L’étude de Jafari et al chez l’animal sur les mécanismes entre bruit estime que l’exposition chronique au bruit dérègle le système neuroendocrinien, entraînant une hyperactivation des divisions sympathiques du système nerveux autonome (c’est-à-dire l’axe hypothalamo-hypophyso-surrénalien (HPA)) et augmente les hormones de stress. L’exposition à long terme aux glucocorticoïdes pouvant endommager le cerveau. [5]
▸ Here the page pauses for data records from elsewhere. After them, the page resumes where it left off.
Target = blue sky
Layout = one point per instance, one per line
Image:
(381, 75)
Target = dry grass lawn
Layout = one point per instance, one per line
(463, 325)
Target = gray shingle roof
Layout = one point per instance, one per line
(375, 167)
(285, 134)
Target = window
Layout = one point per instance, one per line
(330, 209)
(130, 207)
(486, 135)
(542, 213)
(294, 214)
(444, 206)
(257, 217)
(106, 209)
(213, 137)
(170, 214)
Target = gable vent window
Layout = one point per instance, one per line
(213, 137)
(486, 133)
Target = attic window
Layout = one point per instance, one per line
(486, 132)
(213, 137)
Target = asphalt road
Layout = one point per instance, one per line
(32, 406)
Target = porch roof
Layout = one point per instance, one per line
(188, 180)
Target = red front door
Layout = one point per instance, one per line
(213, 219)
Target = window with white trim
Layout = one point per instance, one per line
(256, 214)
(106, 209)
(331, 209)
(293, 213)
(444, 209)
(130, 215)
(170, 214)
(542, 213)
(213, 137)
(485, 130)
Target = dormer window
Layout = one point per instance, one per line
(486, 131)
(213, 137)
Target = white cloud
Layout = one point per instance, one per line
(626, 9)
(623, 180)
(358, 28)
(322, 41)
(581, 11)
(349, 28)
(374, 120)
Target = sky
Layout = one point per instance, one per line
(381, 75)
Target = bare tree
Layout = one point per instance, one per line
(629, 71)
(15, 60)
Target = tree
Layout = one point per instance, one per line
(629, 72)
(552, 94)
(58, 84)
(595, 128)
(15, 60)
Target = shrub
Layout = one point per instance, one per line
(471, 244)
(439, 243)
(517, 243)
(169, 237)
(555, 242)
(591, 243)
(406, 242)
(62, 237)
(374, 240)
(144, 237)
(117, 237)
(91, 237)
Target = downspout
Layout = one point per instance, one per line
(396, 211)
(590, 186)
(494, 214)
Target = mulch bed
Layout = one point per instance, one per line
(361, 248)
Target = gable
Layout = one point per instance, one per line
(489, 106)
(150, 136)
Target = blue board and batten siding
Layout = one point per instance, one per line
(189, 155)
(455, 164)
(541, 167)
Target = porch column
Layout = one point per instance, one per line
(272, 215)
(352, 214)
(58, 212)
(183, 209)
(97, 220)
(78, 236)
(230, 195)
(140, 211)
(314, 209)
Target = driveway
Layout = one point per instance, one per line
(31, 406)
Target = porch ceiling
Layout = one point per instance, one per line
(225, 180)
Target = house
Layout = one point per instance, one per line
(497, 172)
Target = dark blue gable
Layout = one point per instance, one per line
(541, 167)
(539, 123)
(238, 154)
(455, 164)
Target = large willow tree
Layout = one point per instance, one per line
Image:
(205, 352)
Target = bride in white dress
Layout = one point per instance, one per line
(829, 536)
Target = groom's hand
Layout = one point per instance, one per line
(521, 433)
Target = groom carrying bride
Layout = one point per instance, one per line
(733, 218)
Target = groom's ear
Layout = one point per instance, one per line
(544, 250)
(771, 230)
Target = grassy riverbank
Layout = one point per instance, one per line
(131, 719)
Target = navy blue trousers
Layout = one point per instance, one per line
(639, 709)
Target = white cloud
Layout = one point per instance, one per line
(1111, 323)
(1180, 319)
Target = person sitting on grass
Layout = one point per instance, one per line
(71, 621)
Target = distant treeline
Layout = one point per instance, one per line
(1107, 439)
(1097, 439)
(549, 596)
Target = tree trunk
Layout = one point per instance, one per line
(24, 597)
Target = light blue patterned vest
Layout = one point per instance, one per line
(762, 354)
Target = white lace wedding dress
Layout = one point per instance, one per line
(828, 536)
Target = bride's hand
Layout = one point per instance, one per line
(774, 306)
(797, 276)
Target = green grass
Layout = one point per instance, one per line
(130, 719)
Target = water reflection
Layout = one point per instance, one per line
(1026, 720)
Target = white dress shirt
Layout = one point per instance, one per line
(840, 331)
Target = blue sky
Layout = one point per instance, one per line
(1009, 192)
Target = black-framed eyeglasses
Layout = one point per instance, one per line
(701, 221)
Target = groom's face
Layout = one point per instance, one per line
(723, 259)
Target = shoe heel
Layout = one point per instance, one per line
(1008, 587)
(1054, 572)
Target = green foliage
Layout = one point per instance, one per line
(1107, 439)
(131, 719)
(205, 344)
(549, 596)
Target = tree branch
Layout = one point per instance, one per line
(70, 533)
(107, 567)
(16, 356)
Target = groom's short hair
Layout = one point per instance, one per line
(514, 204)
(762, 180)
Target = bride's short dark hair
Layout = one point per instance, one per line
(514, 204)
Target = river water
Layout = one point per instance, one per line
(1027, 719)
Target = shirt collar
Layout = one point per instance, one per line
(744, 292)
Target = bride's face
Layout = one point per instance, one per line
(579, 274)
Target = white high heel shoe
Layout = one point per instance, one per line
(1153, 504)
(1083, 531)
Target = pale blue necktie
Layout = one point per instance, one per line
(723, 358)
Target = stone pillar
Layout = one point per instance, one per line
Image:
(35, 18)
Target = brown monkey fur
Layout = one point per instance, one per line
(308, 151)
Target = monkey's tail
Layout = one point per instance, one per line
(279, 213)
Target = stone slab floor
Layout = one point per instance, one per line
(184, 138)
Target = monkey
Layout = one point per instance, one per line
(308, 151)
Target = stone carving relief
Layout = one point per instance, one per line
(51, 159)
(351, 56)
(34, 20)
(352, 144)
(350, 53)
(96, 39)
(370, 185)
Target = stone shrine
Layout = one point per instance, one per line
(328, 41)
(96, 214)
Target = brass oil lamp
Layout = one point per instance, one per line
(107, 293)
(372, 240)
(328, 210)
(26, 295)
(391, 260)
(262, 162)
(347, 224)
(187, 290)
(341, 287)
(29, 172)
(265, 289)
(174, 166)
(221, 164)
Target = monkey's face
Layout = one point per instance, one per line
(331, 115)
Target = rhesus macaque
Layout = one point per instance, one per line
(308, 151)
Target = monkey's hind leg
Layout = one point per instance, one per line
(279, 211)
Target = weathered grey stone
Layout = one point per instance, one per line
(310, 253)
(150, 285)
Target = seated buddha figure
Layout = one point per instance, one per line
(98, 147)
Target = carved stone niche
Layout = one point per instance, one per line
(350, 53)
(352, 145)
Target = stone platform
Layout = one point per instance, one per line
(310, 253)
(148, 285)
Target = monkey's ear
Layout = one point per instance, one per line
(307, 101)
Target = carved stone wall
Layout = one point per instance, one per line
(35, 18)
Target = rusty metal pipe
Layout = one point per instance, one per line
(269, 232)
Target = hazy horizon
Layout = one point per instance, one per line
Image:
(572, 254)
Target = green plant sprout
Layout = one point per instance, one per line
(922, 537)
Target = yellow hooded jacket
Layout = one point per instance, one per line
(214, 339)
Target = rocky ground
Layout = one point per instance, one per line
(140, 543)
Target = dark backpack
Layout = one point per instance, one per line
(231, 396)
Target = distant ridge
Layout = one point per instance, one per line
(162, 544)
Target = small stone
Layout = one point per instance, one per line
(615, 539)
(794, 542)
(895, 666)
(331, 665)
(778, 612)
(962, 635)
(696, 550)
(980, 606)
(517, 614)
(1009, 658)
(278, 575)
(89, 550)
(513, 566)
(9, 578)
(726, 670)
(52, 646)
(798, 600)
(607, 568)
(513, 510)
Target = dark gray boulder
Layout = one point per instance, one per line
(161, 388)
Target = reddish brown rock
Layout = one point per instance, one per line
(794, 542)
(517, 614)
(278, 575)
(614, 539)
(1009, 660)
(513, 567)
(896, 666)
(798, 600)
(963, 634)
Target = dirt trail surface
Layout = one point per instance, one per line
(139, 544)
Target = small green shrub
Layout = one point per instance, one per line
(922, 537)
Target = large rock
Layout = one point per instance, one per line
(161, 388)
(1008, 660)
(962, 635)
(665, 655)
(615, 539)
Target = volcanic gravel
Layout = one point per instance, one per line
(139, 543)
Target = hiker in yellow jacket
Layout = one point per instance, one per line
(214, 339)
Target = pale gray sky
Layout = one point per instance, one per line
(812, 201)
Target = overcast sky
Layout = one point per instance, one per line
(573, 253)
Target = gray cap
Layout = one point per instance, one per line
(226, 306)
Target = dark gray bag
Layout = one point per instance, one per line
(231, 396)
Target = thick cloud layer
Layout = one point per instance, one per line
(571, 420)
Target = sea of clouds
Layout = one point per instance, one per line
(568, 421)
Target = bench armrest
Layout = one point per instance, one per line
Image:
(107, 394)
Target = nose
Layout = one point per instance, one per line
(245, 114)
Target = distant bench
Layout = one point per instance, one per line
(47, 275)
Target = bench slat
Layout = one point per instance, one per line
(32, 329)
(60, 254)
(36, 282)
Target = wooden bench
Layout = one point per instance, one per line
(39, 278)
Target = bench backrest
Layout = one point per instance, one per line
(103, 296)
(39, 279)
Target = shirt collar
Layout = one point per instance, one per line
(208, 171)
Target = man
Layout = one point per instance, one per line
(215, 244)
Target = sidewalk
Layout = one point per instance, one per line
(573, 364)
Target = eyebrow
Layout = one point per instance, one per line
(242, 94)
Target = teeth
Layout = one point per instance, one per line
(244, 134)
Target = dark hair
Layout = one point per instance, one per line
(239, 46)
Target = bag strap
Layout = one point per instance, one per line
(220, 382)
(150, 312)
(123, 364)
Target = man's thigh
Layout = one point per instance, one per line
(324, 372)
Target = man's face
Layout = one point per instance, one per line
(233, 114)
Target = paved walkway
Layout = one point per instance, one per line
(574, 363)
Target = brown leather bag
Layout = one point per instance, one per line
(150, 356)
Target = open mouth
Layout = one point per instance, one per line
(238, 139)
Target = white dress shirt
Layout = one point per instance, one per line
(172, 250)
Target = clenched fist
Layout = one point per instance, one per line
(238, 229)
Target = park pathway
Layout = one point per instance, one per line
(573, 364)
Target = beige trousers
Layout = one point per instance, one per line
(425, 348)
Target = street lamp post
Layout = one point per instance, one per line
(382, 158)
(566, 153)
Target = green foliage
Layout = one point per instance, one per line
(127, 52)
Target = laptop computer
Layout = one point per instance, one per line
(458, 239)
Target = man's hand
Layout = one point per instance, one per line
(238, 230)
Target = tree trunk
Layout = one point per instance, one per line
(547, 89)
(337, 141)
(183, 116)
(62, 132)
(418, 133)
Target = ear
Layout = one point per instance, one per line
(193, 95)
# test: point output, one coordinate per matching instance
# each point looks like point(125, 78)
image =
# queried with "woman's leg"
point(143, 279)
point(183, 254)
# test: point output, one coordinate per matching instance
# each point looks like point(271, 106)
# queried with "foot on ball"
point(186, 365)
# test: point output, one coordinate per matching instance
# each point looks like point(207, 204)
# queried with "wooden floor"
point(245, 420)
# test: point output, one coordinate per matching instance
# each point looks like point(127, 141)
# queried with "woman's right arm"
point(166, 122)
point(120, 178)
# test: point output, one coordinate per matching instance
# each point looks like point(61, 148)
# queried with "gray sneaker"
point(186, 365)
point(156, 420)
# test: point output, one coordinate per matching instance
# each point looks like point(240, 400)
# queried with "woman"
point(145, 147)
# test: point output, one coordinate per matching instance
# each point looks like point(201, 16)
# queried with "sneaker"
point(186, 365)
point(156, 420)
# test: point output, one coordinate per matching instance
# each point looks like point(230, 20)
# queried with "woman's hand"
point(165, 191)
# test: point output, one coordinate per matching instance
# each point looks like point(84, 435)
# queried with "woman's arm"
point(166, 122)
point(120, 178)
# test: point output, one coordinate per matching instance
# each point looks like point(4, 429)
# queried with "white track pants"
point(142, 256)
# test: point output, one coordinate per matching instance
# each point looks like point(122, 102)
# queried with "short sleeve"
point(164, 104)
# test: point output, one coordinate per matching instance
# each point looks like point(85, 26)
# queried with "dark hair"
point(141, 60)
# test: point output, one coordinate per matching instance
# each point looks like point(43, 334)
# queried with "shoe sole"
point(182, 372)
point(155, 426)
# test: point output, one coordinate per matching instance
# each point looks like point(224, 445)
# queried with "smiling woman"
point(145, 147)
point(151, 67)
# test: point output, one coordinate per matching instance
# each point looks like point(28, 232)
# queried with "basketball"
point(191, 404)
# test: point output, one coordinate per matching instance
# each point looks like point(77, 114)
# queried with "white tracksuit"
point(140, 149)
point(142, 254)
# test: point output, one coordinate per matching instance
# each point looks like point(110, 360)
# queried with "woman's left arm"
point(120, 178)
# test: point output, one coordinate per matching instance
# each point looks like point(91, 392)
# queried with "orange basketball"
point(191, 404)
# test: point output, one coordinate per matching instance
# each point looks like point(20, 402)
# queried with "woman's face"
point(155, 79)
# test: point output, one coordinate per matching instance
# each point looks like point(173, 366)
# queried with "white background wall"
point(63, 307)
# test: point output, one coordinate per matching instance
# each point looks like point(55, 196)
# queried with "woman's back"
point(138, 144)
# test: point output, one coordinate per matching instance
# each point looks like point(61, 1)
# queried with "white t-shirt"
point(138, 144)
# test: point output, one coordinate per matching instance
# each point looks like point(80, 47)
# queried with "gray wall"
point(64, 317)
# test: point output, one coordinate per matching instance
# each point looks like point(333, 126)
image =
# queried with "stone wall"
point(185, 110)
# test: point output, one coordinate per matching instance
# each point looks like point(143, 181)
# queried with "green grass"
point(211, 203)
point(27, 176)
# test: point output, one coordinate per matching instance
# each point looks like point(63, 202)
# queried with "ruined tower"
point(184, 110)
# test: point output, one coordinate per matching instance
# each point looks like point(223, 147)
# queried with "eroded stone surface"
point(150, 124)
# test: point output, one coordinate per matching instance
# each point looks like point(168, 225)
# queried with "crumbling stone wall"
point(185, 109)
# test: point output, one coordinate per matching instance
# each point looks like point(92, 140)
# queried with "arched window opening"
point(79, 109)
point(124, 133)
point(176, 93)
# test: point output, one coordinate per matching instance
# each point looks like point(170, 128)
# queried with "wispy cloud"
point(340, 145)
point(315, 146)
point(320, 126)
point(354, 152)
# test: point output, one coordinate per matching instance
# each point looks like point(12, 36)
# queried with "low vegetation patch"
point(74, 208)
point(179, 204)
Le bruit des transports est considéré comme le deuxième facteur de risque environnemental pour la santé publique en Europe, dépassé seulement par la pollution de l’air.  Environ 20 % de la population européenne est exposée au bruit des transports au-dessus des niveaux recommandés de 55 dB. 

NB : le contrôle technique des 2 roues est déjà présent dans un grand nombre de pays européens : il me parait utile pour la sécurité des motards. De plus, un échappement trafiqué, source de bruit, sera alors détecté et rectifié, beaucoup plus facilement que de traquer les contrevenants sur la route. Malheureusement son introduction a été « suspendue ».

Pierre Souvet, président de l’ASEF, cardiologue.

L’appel commun des revues scientifiques face à l’urgence de la crise environnementale

 

Le 6 septembre, juste avant l’ouverture de l’assemblée générale des Nations Unies, plus de 200 revues scientifiques, dont les plus prestigieuses (British Medical Journal, le Lancet, le Journal of the American Medical Association (JAMA), le New England Journal of Medicine) ont mis de côté leurs rivalités pour lancer un appel commun aux dirigeants du monde entier leur demandant de prendre les mesures nécessaires pour remédier à une situation qualifiée de « crise environnementale généralisée ». L’effondrement de la biodiversité et le réchauffement climatique étant pour elles les plus grandes menaces pour la santé. « Des changements urgents doivent être apportés à l’échelle des sociétés et conduiront à un monde plus juste et plus sain ».

D’ailleurs, la tribune parue cette semaine dans Reporterre, de l’Alliance Santé planétaire avec qui nous collaborons, « Soigner le vivant, c’est soigner notre santé », rejoint cet appel. « Prendre soin du vivant dans sa globalité est aujourd’hui l’approche juste et nécessaire pour améliorer la santé humaine ».

L’étude Mistral (lien entre pollens, pollution et allergies saisonnières) cherche des bénévoles

 

Cette étude à laquelle participe AtmoSud, vient de commencer et durera une année, sur le territoire de l’Etang de Berre, Marseille et Aix-en-Provence. Elle consiste à analyser les symptômes allergiques déclarés par les citoyens, ainsi que leur exposition à la pollution atmosphérique et aux pollens.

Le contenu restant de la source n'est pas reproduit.